Message218253
| Author |
neologix |
| Recipients |
alex, dstufft, ezio.melotti, neologix, pitrou, rhettinger, tim.peters |
| Date |
2014年05月11日.07:10:41 |
| SpamBayes Score |
-1.0 |
| Marked as misclassified |
Yes |
| Message-id |
<CAH_1eM2LayZoAvLeSrbZOqZKfzRuOUkH-XROeWPZfnngFcNi7w@mail.gmail.com> |
| In-reply-to |
<1399781455.11.0.0601619582936.issue21470@psf.upfronthosting.co.za> |
| Content |
> The default seeding for the random module currently used 32 bytes from
> urandom() to create the initial state of the random number generator.
> This is far less than the number of possible states 2**19937-1.
I'm not a cryptography expert, but IMO 32 bytes is more than enough:
for example, ssh-keygen only reads 32 bytes from /dev/urandom when
generating a new key (and I assume the authors know what they're
doing).
So I'm not sure that "convering the state space" is a good enough
reason to increase the amount of data read: it can hut performance,
not only for the singla process case, but also because /dev/urandom is
protected by a spinlock/mutex, it can hurt workloads where multiple
processes are simultaneously reading from /dev/urandom (which is the
reason we switched to a persistent /dev/urandom FD), see e.g.
http://drsnyder.us/2014/04/16/linux-dev-urandom-and-concurrency.html
And I especially like this answer by Ted Ts'o (once again, I assume he
knows what he's talking about):
"""
Doctor, doctor it hurts when I do this.

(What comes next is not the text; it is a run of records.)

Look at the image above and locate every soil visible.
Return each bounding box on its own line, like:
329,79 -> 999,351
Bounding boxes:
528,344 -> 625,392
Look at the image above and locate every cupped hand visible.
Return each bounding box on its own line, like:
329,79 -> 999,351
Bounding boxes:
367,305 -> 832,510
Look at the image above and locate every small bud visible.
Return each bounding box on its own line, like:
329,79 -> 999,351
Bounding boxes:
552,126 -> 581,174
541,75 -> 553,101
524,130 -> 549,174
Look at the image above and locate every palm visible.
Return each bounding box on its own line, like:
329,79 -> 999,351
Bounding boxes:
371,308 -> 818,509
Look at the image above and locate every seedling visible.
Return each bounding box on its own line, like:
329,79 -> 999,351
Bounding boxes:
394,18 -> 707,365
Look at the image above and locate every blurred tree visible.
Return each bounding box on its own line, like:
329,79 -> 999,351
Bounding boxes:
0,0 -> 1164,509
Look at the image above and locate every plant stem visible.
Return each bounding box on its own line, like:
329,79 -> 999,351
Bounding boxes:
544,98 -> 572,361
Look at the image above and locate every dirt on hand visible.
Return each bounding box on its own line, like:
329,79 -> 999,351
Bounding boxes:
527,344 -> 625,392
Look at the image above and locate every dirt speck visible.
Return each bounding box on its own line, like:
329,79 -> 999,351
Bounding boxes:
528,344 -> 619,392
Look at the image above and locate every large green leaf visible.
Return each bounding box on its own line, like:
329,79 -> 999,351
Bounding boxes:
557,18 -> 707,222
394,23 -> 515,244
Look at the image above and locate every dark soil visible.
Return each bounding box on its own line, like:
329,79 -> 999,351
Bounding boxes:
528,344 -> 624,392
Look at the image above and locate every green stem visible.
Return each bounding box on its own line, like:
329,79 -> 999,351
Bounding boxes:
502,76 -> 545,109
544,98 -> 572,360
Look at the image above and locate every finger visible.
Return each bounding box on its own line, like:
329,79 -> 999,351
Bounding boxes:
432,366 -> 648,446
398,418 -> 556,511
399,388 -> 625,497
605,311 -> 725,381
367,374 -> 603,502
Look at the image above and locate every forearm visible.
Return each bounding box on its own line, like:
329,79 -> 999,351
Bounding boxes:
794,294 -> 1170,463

Well, then don't do that!
The reason for the spinlock is to avoid having two reads from
/dev/urandom return the same results. That would be undesirable...
If people are trying to read from /dev/urandom a huge number of times
per second, then they're doing something wrong. The real issue, as
Sebastian has pointed out, is that issue spawning a huge number of
curl processes for each request. Then hopefully curl is using
/dev/urandom to initialize its own userspace RNG (many crypto
libraries do this; most *should* do this), so you're not trying to
read from /dev/urandom for every single request. /dev/urandom is
designed for security, not for speed.